You can experience a death of the soul, just as you can a little death when you fuck. That’s not exactly what the Sister’s told them. They were focused on spiritual death. It was their job to guard them against that dying you do when everything inside shuts down, all reason, all feeling, how often he has it is another question, this nausea. He’s talking about a special nausea, neither of mind, nor of body, nor exactly of soul, but perhaps of self—what are the differences between Self and soul he has not yet delineated for him, let alone enough for you, but he does not intend to leave this in the dark . . . not yet considered if his anonymity lends itself to this nausea he is trying to tell you about, what he says, what he writes.

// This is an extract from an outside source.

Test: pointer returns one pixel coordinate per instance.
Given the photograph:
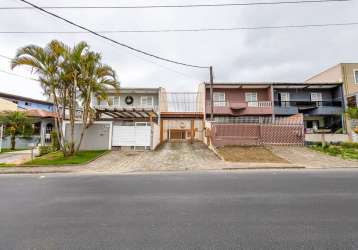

To write or not to write is a serious philosophical question, a serious question of whether he can cure himself of this nausea or not. Do you think he can? Does he or doesn’t he? What does he do or does he not do? He does many things that do not require him to have a name, an identity may not be exactly the same thing . . . terrorists with fake passports have identities, no? He is who is he is as I have said before about others in one or another circumstance. Who he is when he is where he is how he is.

To be or not to be by becoming what? He asks, as he has before, always a before, no one is in illo tempore ab origine. He says he becomes; to come to be who he is has been he suggests he has always been, an original self trying to follow its nature? Do you imagine there is an original nature, all of it in that time out of origins, you know how all cultures used to be about eternal return, history and cosmos, the cosmogonies we live by, we must live by them–who do you imagine you are, will be when faced with the end time.

I have always answered this question with a resounding Me–I am I. Even if I had amnesia, I would still be me. What else is there to be? I am not waiting for some me to arrive or think of myself as a destin ation I have to reach before I get to be, whereby I would be perpetually wholly becoming without any being. That’s just a load of shit. I am and I become. To be and not to be is just that. I am being and I am becoming, simultaneously, mutually, reciprocally, without one displacing the existence of the other, although only one can be perceived at a time?

[I know you were looking for something else, or at least I assume you were looking for something else from this. If you were not–then all the better. If you were, what then? I do not have any intensions of apologizing. It is always a take it or leave proposition.]